On State of the Culture, Remy Ma has disappointingly aired sympathetic comments toward R. Kelly’s predatory behavior by puzzlingly surmising that “most rapists don’t eat your a**.” She also defended Bill Cosby after his rape conviction by saying “I feel that some of [his 60+ accusers] are lying.” In the midst of her advocacy for Cosby, she told the State of the Culture panel that “I’m defending people that have been done wrong.” But with her careless comments, she, like some of her ill-informed peers, are doing their supporters wrong.
State of the Culture panelist Scottie Beam concluded their contentious Cosby discussion by noting that it should have been centered on “how we talk to men and women who violate men and women” and “eliminating rape culture,” not arguing about Cosby’s guilt in the first place. Then they moved on to the next topic. That conversation ultimately served no one but people who financially benefit from the show’s view count and Cosby advocates who continuously contend that Cosby is the victim of a racialized conspiracy. For every person who exclaimed “that’s what I’ve been saying” and felt vindicated by her counterproductive comments, many more were failed.

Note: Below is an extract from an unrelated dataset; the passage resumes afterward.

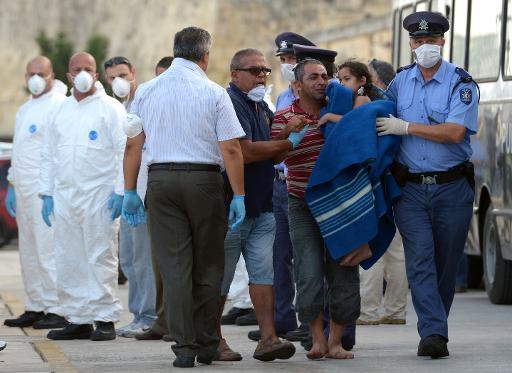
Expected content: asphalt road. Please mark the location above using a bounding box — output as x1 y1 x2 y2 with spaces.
0 244 511 373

Hip-hop media as a collective owes us more than surface level discussion and careless deflection. Issues like racism, rape culture, discrimination toward the LGBTQ community, and others are being discussed more than ever before by hip-hop fans on social media and elsewhere online. These issues are more than 10-minute segments to hurl off the cuff, unlearned opinions at—they’re life and death, and deserve that weight. So many fans of hip-hop are continuously being abused and dying in this climate that takes their cries too lightly, merely contending that they’re “lying” or that there’s not enough “full context” to believe them. Rap’s leading voices can’t be parroting those statements, especially on shows portraying themselves to be proponents of hip-hop culture.
As long as serious issues are trivialized as spectacle and mere #content fodder on these shows, then media personalities will continuously alienate fans who refuse to see their traumas casually misrepresented and dismissed in between topics on Cardi B and Kanye West. They will continue to undermine their platform and sustain the status quo as representatives of a culture of capitalist-minded sensationalism before one that respects its audience.

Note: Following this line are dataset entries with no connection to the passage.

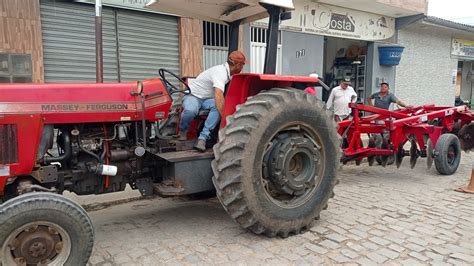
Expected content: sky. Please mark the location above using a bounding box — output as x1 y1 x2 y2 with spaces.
427 0 474 25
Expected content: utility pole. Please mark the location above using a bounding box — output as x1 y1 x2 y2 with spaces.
95 0 103 82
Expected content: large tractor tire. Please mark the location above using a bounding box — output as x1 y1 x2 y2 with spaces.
1 193 94 265
212 88 341 237
434 133 461 175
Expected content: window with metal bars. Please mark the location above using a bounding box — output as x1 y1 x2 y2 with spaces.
203 21 229 47
0 53 32 83
250 27 281 44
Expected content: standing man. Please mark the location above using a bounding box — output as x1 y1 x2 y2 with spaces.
326 78 358 122
367 82 413 110
179 50 247 152
455 123 474 194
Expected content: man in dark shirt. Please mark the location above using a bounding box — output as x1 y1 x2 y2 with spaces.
367 82 413 110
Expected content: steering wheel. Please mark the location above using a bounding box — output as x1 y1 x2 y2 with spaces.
158 68 191 95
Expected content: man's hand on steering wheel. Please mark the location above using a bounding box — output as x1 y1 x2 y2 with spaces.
158 68 191 95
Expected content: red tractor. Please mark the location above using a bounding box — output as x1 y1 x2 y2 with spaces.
0 1 340 264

The resolution is simple: If these outlets can’t find more people willing and able to offer learned insight during these conversations, then they should simply refrain from talking about them and stick to lighter topics. When it comes to discussing—and ultimately dismantling—abusive constructs, there is no middle ground to be met. Ending these abuses is a one-sided discussion, and there’s no debating that.